Suppose that each of the row sums of an $n\times n$ matrix $A$ is equal to zero. Show that $A$ must be singular.

Suppose that each of the row sums of an $n\times n$ matrix $A$ is equal to zero. Show that $A$ must be singular.

I can show this for $2\times2$ by using the fact that $det(A)=0$, whenever $A$ is singular. But do not know how to make it valid of for all square matrices.

Thanks!

Let $A$ be such a $n\times n$ matrix and let $\textbf{1}_n$ be the $n\times1$ vector with each element $1$. Then $$A\textbf{1}_n=0$$ so $\textbf{1}_n$ belongs to null space of $A$. So $rank(A)\leq n-1$. So $A$ is singular.
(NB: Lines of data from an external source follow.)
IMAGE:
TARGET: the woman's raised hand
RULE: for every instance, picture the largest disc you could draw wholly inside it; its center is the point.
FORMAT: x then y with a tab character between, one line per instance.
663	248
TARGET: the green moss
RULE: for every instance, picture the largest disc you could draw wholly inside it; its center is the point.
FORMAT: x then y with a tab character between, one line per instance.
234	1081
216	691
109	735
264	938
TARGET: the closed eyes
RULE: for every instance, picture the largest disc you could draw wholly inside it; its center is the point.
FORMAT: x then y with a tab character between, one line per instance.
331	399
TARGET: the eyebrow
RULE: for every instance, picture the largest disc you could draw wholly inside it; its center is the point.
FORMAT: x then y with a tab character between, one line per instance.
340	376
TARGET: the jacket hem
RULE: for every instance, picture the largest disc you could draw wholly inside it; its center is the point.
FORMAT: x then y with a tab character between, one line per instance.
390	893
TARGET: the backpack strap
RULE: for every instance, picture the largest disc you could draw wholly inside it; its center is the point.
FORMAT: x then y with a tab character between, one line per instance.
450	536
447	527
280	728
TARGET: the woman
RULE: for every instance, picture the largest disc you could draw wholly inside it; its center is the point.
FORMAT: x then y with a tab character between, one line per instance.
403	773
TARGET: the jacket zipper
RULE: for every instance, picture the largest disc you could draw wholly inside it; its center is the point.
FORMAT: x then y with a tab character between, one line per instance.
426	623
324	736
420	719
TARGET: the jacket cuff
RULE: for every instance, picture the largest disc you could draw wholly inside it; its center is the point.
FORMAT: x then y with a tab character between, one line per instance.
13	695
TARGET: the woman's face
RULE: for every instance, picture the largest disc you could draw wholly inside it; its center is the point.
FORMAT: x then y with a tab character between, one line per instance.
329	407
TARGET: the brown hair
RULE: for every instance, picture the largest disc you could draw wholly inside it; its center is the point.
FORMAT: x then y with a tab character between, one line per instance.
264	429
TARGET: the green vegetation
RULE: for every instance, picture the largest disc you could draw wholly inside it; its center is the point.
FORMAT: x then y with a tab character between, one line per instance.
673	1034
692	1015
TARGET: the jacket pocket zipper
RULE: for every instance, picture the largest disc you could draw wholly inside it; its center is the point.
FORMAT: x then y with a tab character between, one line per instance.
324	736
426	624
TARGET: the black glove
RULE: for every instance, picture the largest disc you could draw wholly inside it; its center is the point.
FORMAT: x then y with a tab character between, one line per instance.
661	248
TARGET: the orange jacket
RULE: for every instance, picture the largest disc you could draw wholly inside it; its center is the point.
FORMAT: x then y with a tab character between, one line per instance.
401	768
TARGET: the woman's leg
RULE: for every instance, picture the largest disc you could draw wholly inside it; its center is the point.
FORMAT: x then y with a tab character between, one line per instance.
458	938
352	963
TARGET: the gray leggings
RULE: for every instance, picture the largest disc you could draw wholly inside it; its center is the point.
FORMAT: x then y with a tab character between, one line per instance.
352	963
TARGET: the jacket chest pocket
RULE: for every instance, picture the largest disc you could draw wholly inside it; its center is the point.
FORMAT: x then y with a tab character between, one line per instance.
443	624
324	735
Adding the remaining $n-1$ columns to the first column does not change the value of the determinant of $A$. However since all the row sums are equal to $0$, the first column has all entries equal to $0$ in the new matrix. Expanding the determinant in the first column, we see that the value of the determinant is $0$ so $\det(A)=0$. Hence $A$ is singular.

Row operations preserve the property that rows sum to zero.

If the matrix is non-singular, then it is row equivalent to the identity matrix.

However, the rows in the identity matrix do not sum to zero. Thus, the matrix must be singular.